Delilah was the duplicitous lover of Samson who persuaded him to reveal the secret of his strength, then betrayed him to his enemies. The name Delilah has risen fast over the past decade and is now 583rd most popular girl's name in America.
Before you take those names as signs of the times, note that Delilah is merely reclaiming its 19th-century standing: it peaked at #486 back in 1891. In fact, parents of that time were surprisingly willing to plumb the darker corners of the Bible for baby names. Here are a some more sketchy characters whose names hit the U.S. top 1000 during the late 1800s:
Amon was a king of Judah who forsook the Lord and worshipped idols, and was assassinated by his own aides. Popularity peak: #823 in 1887.
Ananias was an early Christian who lied about the extent of his gift to the Apostles. He was censured by Peter and fell dead. Popularity peak: #898 in 1883.
Nimrod was an obscure king in the text of the Bible, but later traditions established him as a tyrant and enemy of God -- and his name as an epithet. Popularity peak: #1000 in 1880.
Outside of the top 1000, you can find at least a handful of 19th-century Americans named for biblical scoundrels of every stripe: Onan, Amnon, Herod, and yes, Pilate and Haman.
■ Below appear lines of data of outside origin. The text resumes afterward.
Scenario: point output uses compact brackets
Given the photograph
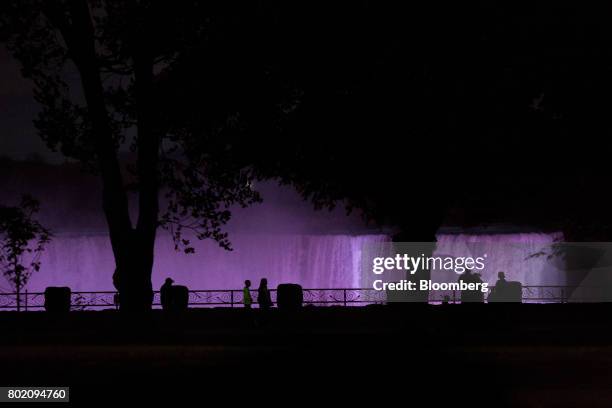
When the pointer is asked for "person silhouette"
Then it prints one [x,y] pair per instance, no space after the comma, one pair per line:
[500,290]
[246,294]
[471,296]
[164,293]
[263,295]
All of this poses a practical problem for a baby-name writer. As a rule, when I include a name in a list I don't consider it an endorsement. I'm not necessarily advocating Zodiac or Taffeta, or for that matter John or Mary. But if parents turn to a list labeled "Biblical Names," it's likely that they're looking for a positive religious connection. Onan is a name from the Bible, yet I can't imagine including in on my list of Bible baby names. (Perhaps pet names...Dorothy Parker famously called her pet bird Onan because he spilled his seed on the ground.)
The dividing line isn't clear, though. Some major biblical figures like Saul are mixed bags of honor and treachery. Other names like Judas are shared by multiple characters of varying virtue. And the popular, Bible-drenched name Delilah surely belongs on a biblical name list, treachery or no. So don't be surprised to see an entry like this in a future edition of the Baby Name Wizard:
Jezebel was a queen of ancient Israel who turned the throne away from the Lord, used violent tyranny to force idolatry on the populace, and ultimately met a gruesome end. She was so irredeemably bad that her name has become a common word for a shameless, wicked woman. It's kind of catchy, though.